The Fast Lane, The Slow Lane, and The No Lane

Since its emergence as a commercial platform in the early 90s, the Internet has treated each bit equally as it makes its way over the “last mile” to your home or office. If you put up a web server and write a game that anyone could play, those bits will be treated equally with the bits coming from IBM’s web servers. There has been no fast lane or slow lane on the last mile of the commercial Internet. We have had a level playing field and that has resulted in an explosion of entrepreneurial innovation that has been very rewarding for entrepreneurs, investors, and society as a whole.

But that period of “permissionless innovation” is likely to come to an end soon if we all let it.

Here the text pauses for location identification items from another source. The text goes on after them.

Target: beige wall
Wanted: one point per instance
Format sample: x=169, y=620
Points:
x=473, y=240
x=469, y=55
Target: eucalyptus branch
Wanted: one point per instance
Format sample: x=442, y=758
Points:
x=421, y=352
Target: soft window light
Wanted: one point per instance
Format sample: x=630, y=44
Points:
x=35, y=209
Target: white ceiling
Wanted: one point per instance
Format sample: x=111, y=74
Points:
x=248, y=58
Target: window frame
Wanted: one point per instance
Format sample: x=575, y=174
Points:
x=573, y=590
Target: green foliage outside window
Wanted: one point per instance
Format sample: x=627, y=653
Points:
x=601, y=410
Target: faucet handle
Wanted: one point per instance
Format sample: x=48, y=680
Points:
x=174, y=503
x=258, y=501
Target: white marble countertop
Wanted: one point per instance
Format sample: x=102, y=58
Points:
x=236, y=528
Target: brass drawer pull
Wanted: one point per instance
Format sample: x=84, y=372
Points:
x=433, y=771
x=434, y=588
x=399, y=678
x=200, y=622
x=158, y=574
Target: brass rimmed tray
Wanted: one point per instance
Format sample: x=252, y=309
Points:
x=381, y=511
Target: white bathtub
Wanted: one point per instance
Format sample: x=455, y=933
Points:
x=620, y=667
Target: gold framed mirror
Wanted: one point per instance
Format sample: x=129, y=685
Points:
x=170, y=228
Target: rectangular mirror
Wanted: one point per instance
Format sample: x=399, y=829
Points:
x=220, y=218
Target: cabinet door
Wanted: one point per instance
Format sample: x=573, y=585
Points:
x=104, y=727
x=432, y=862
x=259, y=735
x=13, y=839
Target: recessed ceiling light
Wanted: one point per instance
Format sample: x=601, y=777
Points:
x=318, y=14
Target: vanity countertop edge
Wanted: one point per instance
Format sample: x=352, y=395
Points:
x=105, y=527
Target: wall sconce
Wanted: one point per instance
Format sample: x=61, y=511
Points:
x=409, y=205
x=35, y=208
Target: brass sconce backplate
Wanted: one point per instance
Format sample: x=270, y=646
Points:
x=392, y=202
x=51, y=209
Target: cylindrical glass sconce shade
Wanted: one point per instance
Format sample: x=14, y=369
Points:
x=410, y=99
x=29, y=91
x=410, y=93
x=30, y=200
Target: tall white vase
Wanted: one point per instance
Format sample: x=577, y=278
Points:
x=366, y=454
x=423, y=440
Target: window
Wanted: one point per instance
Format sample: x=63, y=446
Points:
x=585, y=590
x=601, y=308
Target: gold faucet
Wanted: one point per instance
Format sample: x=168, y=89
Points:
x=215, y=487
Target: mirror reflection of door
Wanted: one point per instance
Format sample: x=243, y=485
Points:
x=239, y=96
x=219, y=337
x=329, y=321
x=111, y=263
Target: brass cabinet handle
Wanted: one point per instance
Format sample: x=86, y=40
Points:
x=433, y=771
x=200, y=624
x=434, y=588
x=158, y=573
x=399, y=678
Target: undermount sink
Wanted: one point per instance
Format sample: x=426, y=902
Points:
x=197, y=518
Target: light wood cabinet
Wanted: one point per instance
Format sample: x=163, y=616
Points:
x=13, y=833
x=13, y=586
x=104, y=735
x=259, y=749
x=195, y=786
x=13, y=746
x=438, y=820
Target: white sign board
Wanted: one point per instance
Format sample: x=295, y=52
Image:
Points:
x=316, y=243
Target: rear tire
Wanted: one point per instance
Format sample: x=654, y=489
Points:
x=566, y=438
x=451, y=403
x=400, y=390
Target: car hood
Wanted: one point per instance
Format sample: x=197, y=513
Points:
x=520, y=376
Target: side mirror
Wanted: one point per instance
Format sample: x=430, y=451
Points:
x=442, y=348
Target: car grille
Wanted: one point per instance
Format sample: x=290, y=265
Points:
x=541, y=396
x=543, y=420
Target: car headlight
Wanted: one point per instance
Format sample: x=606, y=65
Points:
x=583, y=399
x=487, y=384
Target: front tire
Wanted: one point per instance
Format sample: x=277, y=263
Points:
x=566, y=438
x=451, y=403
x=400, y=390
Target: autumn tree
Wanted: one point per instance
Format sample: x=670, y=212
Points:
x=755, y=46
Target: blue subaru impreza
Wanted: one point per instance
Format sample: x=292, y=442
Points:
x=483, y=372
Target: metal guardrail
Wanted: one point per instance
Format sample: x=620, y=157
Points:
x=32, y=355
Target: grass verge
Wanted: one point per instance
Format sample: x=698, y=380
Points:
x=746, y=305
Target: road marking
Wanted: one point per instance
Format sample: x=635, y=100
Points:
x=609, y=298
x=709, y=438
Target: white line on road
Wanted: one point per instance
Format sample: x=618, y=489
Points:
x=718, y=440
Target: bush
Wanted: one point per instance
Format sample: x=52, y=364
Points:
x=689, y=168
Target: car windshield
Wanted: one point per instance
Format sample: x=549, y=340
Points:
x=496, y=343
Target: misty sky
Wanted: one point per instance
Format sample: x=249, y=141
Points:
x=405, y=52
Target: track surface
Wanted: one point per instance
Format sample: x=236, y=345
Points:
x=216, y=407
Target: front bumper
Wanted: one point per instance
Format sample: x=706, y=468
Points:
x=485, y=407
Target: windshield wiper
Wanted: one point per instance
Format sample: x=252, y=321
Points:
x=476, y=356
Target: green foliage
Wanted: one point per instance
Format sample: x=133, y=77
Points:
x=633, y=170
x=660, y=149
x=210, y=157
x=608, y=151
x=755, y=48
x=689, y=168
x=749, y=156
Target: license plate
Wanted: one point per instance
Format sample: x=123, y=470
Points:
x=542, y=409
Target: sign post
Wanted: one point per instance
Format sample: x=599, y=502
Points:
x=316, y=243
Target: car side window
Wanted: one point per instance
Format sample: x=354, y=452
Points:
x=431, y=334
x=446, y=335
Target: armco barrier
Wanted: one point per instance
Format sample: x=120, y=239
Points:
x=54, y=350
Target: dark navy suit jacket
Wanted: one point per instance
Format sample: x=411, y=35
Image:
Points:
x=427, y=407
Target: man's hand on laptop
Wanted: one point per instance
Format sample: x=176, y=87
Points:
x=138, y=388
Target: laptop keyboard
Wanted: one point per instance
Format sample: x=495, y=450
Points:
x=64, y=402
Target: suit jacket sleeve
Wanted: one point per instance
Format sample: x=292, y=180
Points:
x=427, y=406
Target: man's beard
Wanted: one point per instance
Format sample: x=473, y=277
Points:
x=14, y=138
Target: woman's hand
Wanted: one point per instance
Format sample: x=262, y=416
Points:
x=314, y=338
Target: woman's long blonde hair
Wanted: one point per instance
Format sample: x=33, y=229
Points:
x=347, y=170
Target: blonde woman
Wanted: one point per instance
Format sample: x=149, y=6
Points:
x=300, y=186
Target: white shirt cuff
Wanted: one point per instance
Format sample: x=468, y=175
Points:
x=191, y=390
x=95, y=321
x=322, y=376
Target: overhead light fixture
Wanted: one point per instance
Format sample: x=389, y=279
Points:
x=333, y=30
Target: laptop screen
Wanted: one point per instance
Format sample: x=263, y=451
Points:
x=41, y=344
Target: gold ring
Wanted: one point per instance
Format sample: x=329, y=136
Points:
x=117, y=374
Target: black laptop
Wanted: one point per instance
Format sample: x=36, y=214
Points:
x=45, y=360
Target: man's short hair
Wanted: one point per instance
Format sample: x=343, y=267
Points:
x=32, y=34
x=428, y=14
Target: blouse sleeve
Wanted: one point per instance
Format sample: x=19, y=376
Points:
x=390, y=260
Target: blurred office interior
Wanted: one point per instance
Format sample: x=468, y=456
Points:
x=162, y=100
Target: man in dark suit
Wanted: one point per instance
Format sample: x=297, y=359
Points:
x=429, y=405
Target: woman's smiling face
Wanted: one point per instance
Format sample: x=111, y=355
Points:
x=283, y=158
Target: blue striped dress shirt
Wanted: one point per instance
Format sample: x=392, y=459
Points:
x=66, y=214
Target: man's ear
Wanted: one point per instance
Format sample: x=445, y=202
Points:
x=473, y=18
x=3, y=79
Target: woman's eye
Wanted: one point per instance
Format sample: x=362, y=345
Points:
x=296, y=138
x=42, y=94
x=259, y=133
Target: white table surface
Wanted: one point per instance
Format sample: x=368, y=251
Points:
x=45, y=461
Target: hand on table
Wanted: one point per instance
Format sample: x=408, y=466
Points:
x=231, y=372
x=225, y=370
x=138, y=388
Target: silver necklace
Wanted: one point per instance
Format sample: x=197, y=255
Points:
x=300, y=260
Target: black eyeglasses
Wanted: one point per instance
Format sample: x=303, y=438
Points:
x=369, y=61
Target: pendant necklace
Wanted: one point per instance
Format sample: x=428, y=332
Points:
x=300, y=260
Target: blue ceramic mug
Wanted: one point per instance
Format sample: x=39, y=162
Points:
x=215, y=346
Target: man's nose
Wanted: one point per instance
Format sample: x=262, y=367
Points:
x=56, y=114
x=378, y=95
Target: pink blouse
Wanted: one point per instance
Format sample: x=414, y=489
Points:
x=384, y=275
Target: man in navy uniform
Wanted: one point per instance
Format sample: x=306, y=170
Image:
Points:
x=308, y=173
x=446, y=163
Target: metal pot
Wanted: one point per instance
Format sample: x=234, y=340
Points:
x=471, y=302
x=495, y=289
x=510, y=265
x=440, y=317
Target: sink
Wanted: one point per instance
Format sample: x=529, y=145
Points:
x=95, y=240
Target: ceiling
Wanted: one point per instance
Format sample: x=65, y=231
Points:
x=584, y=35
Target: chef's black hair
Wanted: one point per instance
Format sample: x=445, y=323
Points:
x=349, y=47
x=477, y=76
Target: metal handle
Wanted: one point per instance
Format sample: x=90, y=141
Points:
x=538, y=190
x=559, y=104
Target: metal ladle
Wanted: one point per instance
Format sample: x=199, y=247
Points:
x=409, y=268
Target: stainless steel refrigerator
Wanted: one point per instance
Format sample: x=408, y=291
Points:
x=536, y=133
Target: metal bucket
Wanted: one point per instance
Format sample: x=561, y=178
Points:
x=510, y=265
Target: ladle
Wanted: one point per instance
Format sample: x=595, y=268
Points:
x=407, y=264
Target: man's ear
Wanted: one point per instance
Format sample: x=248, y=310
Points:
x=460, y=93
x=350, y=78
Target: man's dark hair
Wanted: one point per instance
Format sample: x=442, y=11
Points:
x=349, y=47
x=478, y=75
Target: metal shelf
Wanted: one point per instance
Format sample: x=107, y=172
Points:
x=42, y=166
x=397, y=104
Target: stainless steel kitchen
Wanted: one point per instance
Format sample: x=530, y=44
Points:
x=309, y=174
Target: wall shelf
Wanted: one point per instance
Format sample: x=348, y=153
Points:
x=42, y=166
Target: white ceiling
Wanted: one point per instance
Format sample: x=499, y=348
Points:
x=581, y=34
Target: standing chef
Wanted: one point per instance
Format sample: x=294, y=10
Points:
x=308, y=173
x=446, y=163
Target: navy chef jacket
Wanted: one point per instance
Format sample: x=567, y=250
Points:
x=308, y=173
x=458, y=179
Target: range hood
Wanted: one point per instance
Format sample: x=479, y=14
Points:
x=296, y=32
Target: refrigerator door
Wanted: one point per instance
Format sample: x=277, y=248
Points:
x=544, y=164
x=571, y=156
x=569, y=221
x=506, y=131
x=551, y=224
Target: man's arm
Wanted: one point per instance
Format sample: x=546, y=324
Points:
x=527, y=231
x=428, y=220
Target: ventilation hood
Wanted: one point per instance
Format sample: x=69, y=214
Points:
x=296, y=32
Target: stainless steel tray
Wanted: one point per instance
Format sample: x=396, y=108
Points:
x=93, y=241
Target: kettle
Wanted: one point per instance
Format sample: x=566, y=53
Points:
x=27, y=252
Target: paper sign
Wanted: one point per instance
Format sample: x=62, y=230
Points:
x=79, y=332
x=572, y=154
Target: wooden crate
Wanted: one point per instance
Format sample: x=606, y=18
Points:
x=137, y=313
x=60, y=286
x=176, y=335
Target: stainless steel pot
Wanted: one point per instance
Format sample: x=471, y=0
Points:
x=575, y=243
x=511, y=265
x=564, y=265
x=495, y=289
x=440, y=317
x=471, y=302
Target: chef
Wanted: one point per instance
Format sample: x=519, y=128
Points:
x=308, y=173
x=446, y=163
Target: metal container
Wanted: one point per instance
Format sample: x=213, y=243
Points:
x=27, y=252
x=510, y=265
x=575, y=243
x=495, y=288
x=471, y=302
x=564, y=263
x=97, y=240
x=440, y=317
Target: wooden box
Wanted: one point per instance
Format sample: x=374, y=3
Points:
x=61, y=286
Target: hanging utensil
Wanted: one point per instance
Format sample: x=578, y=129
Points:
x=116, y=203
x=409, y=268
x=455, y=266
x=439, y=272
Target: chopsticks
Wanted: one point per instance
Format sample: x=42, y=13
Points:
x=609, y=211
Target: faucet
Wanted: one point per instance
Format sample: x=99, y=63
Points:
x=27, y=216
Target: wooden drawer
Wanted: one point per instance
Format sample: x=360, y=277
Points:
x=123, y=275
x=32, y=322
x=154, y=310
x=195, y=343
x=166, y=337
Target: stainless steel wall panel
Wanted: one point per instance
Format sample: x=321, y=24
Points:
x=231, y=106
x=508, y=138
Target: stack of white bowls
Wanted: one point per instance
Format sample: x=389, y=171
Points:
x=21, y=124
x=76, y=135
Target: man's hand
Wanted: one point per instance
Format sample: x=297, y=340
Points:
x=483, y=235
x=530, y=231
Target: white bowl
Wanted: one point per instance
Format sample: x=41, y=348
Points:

The FCC has responded to a court ruling by proposing a convoluted set of rules that will allow fast lanes, slow lanes, and what’s even worse, no lanes. The FCC’s proposal will allow the telcos and cable companies that provide the last mile connection to your home or office to prioritize some bits over others. That’s how they create the fast lane and the slow lane. It also allows discrimination in which they can decide not to allow your bits through at all, creating a “no lane”.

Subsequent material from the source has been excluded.